Rio Tinto’s Argyle diamond mine in Western Australia’s east Kimberley region has been mined out after 37 years of production.
With its reserves now depleted, Argyle employees, Traditional owners and local stakeholders held an event to transition Argyle from an operational mine to the first steps of its closure.
The closure process is expected to take about five years; it includes decommissioning and dismantling of the mine along with rehabilitation, plus a period of monitoring. A small workforce will remain on site to oversee final mining and production activities.
The Argyle ore body has been a single pipe known as AK1. Discovered in October 1979, the operation commenced alluvial work in 1983, open pit mining in 1985 and full underground operations in 2013.
Over its life span, the mine produced more than 865 million carats of rough diamonds, and earned the distinction of being the world’s largest producer of coloured diamonds.

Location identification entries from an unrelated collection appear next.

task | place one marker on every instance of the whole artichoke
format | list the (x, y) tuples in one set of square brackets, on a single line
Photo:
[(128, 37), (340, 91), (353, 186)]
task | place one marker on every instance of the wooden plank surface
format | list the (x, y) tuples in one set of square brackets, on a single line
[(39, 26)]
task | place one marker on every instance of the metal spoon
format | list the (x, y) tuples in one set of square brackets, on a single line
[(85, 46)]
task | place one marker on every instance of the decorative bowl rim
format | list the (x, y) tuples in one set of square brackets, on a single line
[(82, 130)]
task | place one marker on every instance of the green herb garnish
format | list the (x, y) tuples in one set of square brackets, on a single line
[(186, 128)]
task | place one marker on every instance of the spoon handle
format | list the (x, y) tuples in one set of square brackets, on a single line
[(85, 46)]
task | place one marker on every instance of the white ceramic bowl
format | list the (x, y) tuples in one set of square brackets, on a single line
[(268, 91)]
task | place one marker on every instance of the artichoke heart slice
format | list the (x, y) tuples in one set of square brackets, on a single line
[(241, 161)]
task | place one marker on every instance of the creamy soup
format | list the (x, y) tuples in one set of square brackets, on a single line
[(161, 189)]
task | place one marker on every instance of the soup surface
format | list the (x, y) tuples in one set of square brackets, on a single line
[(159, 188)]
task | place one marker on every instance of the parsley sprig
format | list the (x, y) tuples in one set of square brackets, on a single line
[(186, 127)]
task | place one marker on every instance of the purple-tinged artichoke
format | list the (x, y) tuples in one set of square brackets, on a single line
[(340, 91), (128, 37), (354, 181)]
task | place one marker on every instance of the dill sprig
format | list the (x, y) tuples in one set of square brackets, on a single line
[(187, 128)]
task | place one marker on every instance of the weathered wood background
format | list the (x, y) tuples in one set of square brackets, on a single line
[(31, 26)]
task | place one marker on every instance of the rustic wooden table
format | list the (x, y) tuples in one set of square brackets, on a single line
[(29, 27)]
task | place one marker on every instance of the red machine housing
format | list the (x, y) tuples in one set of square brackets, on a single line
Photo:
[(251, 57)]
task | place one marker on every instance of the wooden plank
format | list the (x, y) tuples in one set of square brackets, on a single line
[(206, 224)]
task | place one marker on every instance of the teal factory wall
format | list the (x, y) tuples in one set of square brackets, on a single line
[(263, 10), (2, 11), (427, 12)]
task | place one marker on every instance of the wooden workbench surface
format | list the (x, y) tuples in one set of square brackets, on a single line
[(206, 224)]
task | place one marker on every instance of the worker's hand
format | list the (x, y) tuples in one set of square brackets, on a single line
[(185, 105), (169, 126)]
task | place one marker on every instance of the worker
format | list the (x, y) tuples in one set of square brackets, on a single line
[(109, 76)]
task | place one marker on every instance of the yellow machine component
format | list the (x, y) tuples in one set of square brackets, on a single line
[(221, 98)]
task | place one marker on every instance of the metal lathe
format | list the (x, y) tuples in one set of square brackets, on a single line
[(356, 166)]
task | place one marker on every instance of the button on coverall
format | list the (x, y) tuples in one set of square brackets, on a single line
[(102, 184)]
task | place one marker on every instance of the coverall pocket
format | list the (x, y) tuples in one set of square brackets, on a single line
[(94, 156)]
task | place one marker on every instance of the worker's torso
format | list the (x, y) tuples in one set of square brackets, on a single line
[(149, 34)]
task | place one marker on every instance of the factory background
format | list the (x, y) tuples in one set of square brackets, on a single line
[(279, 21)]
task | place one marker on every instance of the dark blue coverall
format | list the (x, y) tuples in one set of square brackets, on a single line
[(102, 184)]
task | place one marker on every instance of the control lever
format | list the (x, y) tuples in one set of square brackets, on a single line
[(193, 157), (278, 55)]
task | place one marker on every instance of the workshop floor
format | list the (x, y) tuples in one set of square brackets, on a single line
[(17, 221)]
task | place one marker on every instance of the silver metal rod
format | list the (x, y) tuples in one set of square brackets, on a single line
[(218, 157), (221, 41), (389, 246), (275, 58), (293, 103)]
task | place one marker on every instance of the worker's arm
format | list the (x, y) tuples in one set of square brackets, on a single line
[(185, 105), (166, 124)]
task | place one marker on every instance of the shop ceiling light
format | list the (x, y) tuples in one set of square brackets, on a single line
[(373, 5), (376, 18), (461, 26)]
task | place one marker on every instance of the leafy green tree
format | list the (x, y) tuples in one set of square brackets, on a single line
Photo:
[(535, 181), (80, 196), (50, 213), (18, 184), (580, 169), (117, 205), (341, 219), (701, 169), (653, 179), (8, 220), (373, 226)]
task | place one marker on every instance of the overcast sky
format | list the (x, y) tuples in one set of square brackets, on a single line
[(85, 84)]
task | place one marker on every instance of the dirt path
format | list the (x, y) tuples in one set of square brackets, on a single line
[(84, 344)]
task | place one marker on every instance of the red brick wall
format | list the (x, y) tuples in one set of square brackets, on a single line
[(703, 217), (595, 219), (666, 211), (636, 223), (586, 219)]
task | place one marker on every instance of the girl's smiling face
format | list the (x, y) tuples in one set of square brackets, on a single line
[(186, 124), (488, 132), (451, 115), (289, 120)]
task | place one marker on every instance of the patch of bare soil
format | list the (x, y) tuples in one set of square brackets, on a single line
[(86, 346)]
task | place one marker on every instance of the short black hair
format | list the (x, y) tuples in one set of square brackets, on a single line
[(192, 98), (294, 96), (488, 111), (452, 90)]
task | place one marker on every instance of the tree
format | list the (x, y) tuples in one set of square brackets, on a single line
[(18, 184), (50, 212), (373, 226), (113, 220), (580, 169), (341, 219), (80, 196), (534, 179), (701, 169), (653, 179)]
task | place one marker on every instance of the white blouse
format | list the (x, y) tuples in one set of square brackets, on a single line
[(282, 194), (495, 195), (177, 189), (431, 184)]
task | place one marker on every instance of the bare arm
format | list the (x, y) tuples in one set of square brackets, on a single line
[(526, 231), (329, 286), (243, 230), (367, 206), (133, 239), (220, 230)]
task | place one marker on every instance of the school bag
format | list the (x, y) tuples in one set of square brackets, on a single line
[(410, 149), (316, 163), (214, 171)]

It was virutally the only source – very small but consistent, according to the miner – of rare pink diamonds.
“Fifty years ago there were very few people who believed there were diamonds in Australia – even fewer could have foreseen how the Argyle story would unfold,” said Arnaud Soirat, chief executive of copper and diamonds.
“Today Argyle’s influence stretches into many spheres and over many continents.”
GM Andrew Wilson said the asset’s new chapter will include a respectful closure and rehabilitation of the land, which will then be “handed back to its traditional custodians.”